INFER Reference
API Documentation for the INFER submodule
Functions for computing the Information Entropy of Ranks
- gnatpy.infer_functions.infer_gene_set_entropy(expression_data: ndarray[Tuple[int, int], dtype[float32 | float64 | int64]] | DataFrame, sample_group1, sample_group2, gene_network, kernel_density_estimate: bool = True, bw_method: str | float | Callable[[gaussian_kde], float] | None = None, iterations: int = 1000, replace: bool = True, seed: int | None = None, processes=1) Tuple[float, float]
Calculate the difference in information entropy of ranks, and it’s significance
- Parameters:
expression_data (np.ndarray | pd.DataFrame) – Gene expression data, either a numpy array or a pandas DataFrame, with rows representing different samples, and columns representing different genes
sample_group1 – Which samples belong to group1. If expression_data is a numpy array, this should be a something able to index the rows of the array. If expression_data is a pandas dataframe, this should be something that can index rows of a dataframe inside a .loc (see pandas documentation for details)
sample_group2 – Which samples belong to group2, see sample_group1 information for more details.
gene_network – Which genes belong to the gene network. If expression_data is a numpy array, this should be something able to index the columns of the array. If expression_data is a pandas dataframe, this should be something be anything that can index columns of a dataframe inside a .loc (see pandas documentation for details)

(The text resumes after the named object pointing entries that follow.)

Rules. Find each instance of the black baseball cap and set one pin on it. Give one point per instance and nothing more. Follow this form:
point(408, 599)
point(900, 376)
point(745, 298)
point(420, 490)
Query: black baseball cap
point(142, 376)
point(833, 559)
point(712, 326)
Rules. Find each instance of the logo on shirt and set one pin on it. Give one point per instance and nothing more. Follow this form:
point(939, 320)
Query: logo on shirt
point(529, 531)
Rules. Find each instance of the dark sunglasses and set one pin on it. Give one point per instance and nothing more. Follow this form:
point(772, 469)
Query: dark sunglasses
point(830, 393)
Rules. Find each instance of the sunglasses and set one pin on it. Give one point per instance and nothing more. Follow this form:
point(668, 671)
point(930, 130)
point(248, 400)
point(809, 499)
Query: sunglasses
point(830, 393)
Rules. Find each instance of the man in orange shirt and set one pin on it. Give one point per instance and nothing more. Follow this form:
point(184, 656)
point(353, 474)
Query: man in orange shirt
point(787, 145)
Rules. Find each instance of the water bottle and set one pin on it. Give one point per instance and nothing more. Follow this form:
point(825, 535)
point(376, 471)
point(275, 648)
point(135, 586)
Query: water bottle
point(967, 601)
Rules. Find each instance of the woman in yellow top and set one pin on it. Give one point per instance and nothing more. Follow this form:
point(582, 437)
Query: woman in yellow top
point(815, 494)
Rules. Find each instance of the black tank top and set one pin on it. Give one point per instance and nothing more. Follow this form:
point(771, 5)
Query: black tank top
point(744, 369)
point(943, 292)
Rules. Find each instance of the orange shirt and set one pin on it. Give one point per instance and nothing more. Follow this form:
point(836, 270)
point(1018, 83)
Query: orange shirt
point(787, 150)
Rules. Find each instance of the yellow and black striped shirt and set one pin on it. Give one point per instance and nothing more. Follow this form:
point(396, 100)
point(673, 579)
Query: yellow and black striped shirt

kernel_density_estimate (bool) – Whether to use a kernel density estimate for calculating the p-value. If True, will use a Gaussian Kernel Density Estimate, if False will use an empirical CDF
bw_method (Optional[Union[str|float|Callable[[gaussian_kde], float]]]) – Bandwidth method, see scipy.stats.gaussian_kde for details
iterations (int) – Number of iterations to perform during bootstrapping the null distribution
replace (bool) – Whether to sample with replacement when randomly sampling from the sample groups during bootstrapping
seed (int) – Seed to use for the random number generation during bootstrapping
processes (int) – Number of processes to use during the bootstrapping, default 1
- Returns:
Tuple of the difference in information entropy of ranks, and the significance level found via bootstrapping
- Return type:
Tuple[float,float]
Notes
With INFER, having different sized sample groups will artificially inflate the significance of rank entropy differences between the groups of samples. This method should only be used when comparing identical sample sizes.